A stock picture of a KitchenAid Food Chopper

KitchenAid Food Chopper: This really should be called the “Pestomancer 3000”

Product: KitchenAid Food Chopper

A stock picture of a KitchenAid Food Chopper

I basically wanted something that made pesto but without the bulk of a food processor, mostly due to not wanting to lug something giant out of the cupboard every time I needed it. I came across the food chopper and thought I’d try it and for $139, it was more affordable than a lot of the bigger food processors.

Anyway, it does a great job with pesto, though, you should probably buy pre-grated Parmesan, and it wasn’t overly happy with the giant chunk that I put in there to begin with. I also tried grating cheddar in it, and it kind of turned it into a gross paste that might come out of a can in the US.

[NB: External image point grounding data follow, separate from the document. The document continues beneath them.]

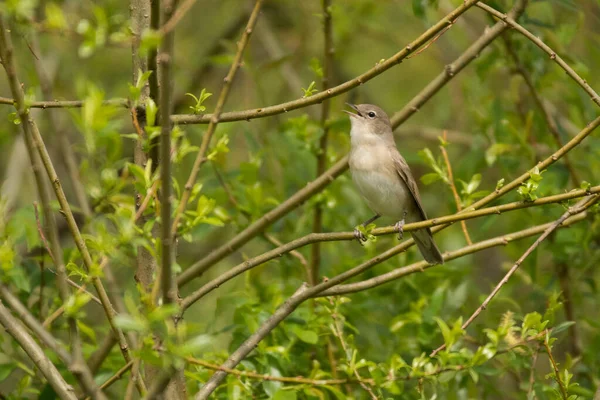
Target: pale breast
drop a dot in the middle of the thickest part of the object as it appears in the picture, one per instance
(373, 173)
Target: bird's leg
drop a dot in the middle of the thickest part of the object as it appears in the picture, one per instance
(359, 235)
(400, 226)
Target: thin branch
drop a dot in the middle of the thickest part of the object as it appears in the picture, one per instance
(30, 128)
(199, 267)
(98, 356)
(265, 377)
(165, 59)
(452, 185)
(532, 373)
(179, 13)
(34, 325)
(315, 259)
(215, 118)
(270, 238)
(337, 332)
(77, 362)
(65, 103)
(552, 127)
(421, 266)
(336, 236)
(304, 292)
(487, 37)
(578, 208)
(35, 352)
(258, 226)
(538, 42)
(67, 151)
(561, 385)
(159, 385)
(117, 375)
(337, 90)
(196, 77)
(237, 356)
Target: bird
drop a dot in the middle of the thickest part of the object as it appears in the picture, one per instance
(383, 177)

Apart from that, I now use it for everything, and the resident Frenchmen is happy that I am using it, since he doesn’t like to actually buy anything.

So:

  • Carrots: great
  • Garlic: gets it to a tiny dice
  • Onions: great
  • Zucchini: great
  • Spring onions: need to cut it into segments first, but, good
  • Ginger: good
  • Not so good with long stalks
  • Bacon: ok, but be careful to not let it go for too long (see previous comment about cheese)
  • Tomatoes: Good for making passata, and pureeing tomatoes in general
  • Pastry:  Excellent for getting to “breadcrumb” stage, but it doesn’t like the adding water or egg stage much.
  • Guacamole: Very good if you like it very smooth
  • Cakes: Good for creaming cold butter and sugar to a pale yellow fluff, but a bit small for the full mix
  • Pizza dough: No
  • Curry pastes: Very, very good
  • Nuts: very good
  • Soup: too small, unless you do it in several batches
  • Turning mince into sausage meat: good in small batches

It is also really easy to wash – not too many nooks and crannies.  And it is small enough to just keep on the bench. Thus saving my lazy knees, back and soul.